From mboxrd@z Thu Jan  1 00:00:00 1970
From: Alexei Starovoitov <ast@fb.com>
Subject: Re: [PATCH net] bpf: expose netns inode to bpf programs
Date: Thu, 26 Jan 2017 09:46:32 -0800
Message-ID: <588A35F8.6050909@fb.com>
References: <1485401274-2836524-1-git-send-email-ast@fb.com>
 <87efzq8jbi.fsf@xmission.com> <588995DE.9040707@fb.com>
 <CALCETrXQ8JFV28xU7tnh3tVbe_mp5yOtHp6shi10GMNnVCQowg@mail.gmail.com>
Mime-Version: 1.0
Content-Type: text/plain; charset="utf-8"; format=flowed
Content-Transfer-Encoding: 7bit
Cc: "Eric W. Biederman" <ebiederm@xmission.com>,
        "David S . Miller" <davem@davemloft.net>,
        Daniel Borkmann <daniel@iogearbox.net>,
        David Ahern <dsa@cumulusnetworks.com>,
        Tejun Heo <tj@kernel.org>, Thomas Graf <tgraf@suug.ch>,
        Network Development <netdev@vger.kernel.org>
To: Andy Lutomirski <luto@amacapital.net>,
        Linus Torvalds <torvalds@linux-foundation.org>
Return-path: <netdev-owner@vger.kernel.org>
Received: from mx0b-00082601.pphosted.com ([67.231.153.30]:46812 "EHLO
        mx0a-00082601.pphosted.com" rhost-flags-OK-OK-OK-FAIL)
        by vger.kernel.org with ESMTP id S1753883AbdAZRrv (ORCPT
        <rfc822;netdev@vger.kernel.org>); Thu, 26 Jan 2017 12:47:51 -0500
In-Reply-To: <CALCETrXQ8JFV28xU7tnh3tVbe_mp5yOtHp6shi10GMNnVCQowg@mail.gmail.com>
Sender: netdev-owner@vger.kernel.org
List-ID: <netdev.vger.kernel.org>

On 1/26/17 8:37 AM, Andy Lutomirski wrote:
>> Think of bpf programs as safe kernel modules. They don't have
>> confined boundaries and program authors, if not careful, can shoot
>> themselves in the foot. We're not trying to prevent that because
>> it's impossible to check that the program is sane. Just like
>> it's impossible to check that kernel module is sane.

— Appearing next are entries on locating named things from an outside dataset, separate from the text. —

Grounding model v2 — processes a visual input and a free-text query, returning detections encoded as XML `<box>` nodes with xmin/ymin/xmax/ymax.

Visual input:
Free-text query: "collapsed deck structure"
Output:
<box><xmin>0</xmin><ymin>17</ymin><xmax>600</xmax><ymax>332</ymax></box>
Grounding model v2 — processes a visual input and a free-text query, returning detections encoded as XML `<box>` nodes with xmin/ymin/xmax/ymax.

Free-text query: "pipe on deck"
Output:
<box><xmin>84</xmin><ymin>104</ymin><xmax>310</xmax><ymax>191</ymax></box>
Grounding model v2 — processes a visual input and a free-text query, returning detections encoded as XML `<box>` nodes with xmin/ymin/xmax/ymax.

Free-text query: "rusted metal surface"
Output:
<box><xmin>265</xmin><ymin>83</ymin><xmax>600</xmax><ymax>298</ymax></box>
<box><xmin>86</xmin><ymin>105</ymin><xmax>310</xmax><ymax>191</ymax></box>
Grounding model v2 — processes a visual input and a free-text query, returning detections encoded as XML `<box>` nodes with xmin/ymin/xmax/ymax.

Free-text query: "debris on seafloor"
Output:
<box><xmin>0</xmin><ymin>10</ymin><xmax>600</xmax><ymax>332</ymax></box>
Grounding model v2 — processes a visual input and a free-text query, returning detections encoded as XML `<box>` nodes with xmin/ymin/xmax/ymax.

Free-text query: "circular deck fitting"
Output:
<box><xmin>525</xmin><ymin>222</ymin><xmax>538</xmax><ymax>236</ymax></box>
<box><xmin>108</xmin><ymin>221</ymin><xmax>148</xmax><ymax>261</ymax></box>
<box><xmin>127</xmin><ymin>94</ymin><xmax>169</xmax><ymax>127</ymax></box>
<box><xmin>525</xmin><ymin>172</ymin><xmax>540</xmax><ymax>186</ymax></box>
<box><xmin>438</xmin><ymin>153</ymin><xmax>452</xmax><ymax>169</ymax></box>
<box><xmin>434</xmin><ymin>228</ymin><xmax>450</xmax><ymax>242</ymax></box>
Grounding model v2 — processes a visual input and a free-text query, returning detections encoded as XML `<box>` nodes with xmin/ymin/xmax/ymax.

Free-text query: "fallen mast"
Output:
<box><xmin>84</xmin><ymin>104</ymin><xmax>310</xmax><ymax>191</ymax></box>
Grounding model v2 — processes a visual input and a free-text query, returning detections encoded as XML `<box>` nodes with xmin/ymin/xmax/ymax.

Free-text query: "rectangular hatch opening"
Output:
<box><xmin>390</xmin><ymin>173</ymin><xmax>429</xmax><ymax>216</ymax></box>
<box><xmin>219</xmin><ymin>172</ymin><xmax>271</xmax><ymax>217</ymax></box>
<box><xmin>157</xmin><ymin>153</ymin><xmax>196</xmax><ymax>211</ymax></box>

>> But in case of bpf we check that bpf program is _safe_ from the kernel
>> point of view. If it's doing some garbage, it's program's business.
>> Does it make more sense now?
>>
>
> With all due respect, I think this is not an acceptable way to think
> about BPF at all.  If you think of BPF this way, I think there needs
> to be a real discussion at KS or similar as to whether this is okay.
> The reason is simple: the kernel promises a stable ABI to userspace
> but not to kernel modules.  By thinking of BPF as more like a module,
> you're taking a big shortcut that will either result in ABI breakage
> down the road or in committing to a problematic stable ABI.

you misunderstood the analogy.
bpf abi is certainly stable. that's why we were careful of not
exposing anything to it that is not already stable.